Using Convolutional Neural Networks on Board Games I have troubles with my CNN. The code runs and my network learns something, but the performance is really poor. The goal is to play the game Connect 4. The network therefor receives a numpy array with the size (batch_size, row, cols, 2). The 2 stands for two channels. In channel one there are all places obtained by player one and on the other channels are all places obtained by player two.
It was up now for a few days but still doesn't manage to recognize horizontal lines. It knows four stones vertical is good, and it also stops the opponent from getting four vertically. But there is 0 awareness of playing four diagonally or horizontally. Do I maybe convolute over the wrong axis? This could be an explanation why it only recognizes those...
Here is the CNN part of my code:
    in_x = x = Input((self.observation_space[0], self.observation_space[1], 2))  # stack of own(6x7) and enemy(6x7) field

    x = Conv2D(128, 3, padding="same",
               kernel_regularizer=l2(1e-4))(x)
    x = BatchNormalization(axis=1)(x)
    x = Activation("relu")(x)

    for _ in range(2):
        x = self._build_residual_block(x)

    x = Conv2D(filters=1, kernel_size=1, kernel_regularizer=l2(1e-4))(x)
    x = BatchNormalization(axis=1)(x)
    x = Activation("relu")(x)
    x = Flatten()(x)
    policy_out = Dense(action_space, kernel_regularizer=l2(1e-4), activation="softmax", name="policy_out")(x)

    self.model = Model(in_x, policy_out, name="connect4_model")

    self.optimizer = SGD(lr=1e-2, momentum=0.9)
    self.model.compile(optimizer=self.optimizer, loss='mse')

def _build_residual_block(self, x):
    in_x = x
    x = Conv2D(filters=128, kernel_size=3, padding="same",
               kernel_regularizer=l2(1e-4))(x)
    x = BatchNormalization(axis=1)(x)
    x = Activation("relu")(x)
    x = Conv2D(filters=128, kernel_size=3, padding="same",
               kernel_regularizer=l2(1e-4))(x)
    x = BatchNormalization(axis=1)(x)
    x = Add()([in_x, x])
    x = Activation("relu")(x)
    return x

observation_space is (6,7), action space is (7)
EDIT 1: Just found one first huge mistake. I used the wrong loss. The author defined its own loss. I have used a MSE wich is definitely wrong.
The author from the script I copied the network from has one interesting comment:
import keras.backend as K
...    
def objective_function_for_policy(y_true, y_pred):
        # can use categorical_crossentropy??
        return K.sum(-y_true * K.log(y_pred + K.epsilon()), axis=-1)
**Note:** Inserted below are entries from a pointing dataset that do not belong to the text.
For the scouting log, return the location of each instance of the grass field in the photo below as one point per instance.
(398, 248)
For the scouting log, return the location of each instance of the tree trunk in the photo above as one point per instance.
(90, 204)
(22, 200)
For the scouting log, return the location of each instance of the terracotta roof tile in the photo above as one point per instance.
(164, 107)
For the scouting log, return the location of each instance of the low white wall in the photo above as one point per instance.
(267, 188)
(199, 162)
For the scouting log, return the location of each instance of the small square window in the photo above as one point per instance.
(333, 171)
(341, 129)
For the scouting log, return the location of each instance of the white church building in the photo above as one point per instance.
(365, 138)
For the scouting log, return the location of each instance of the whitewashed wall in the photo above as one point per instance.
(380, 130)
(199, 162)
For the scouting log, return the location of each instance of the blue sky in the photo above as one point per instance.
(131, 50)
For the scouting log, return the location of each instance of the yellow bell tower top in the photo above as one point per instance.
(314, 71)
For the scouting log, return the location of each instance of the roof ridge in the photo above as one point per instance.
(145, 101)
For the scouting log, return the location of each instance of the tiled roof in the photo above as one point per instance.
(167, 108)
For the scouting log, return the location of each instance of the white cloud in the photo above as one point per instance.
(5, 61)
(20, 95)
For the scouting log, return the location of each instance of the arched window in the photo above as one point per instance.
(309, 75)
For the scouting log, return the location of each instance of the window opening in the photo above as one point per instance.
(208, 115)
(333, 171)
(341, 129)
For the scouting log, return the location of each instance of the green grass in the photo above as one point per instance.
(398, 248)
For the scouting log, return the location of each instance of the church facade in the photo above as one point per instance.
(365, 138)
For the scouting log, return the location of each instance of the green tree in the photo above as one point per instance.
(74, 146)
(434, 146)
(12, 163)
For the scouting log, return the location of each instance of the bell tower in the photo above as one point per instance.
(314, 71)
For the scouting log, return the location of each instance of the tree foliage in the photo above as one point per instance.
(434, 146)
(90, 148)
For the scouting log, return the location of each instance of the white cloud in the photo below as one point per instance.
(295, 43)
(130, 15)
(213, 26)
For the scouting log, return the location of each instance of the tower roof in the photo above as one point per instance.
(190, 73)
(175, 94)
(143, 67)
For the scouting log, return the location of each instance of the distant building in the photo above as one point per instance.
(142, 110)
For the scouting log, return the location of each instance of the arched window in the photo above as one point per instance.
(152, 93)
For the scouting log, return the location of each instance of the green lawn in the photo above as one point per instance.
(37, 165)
Is this actually completly the same as categorical_crossentropy? Looks like he wasn't sure either. The epsilon doesn't appear in the crossentropy I know. 
 A: OP points out in an edit that s/he was not using the same loss function as was used in the reference code. Because OP’s code didn’t match the reference, it’s not surprising that the RL agent found a different result. 
Incidentally, this is why I recommend unit tests and careful debugging as a core part of building neural networks specifically and programming generally. 
A: It's difficult to answer this without reproducible code. However, one thing that jumps out is you don't seem to be doing any pooling between convolutions. This might be making it difficult for your network to recognize longer patterns. So for example if you do a 3x3 convolution in the top left of the board, and a 3x3 on the top right, there doesn't seem to be any communication between the two, except through the dense layer. Consider adding a few pooling layers, or changing the padding="valid" in the last few convolutions to incur a contraction of spatial dimensions. 
A: The problem was as discovered in EDIT 1 the use of MSE. Theoretically MSE might would work if trained for 1000 of hours, but cross-entropy performs much better.
After training my network over night it's still a rather dumb player. However, it now has an awareness of horizontal and vertical lines. At least sometimes...
In my implementation only the policy is part of the network. In the implementation I copied the network from, the policy's values are calculated too, which makes it smarter in the end. I have to do some more fine tuning to get similar performance.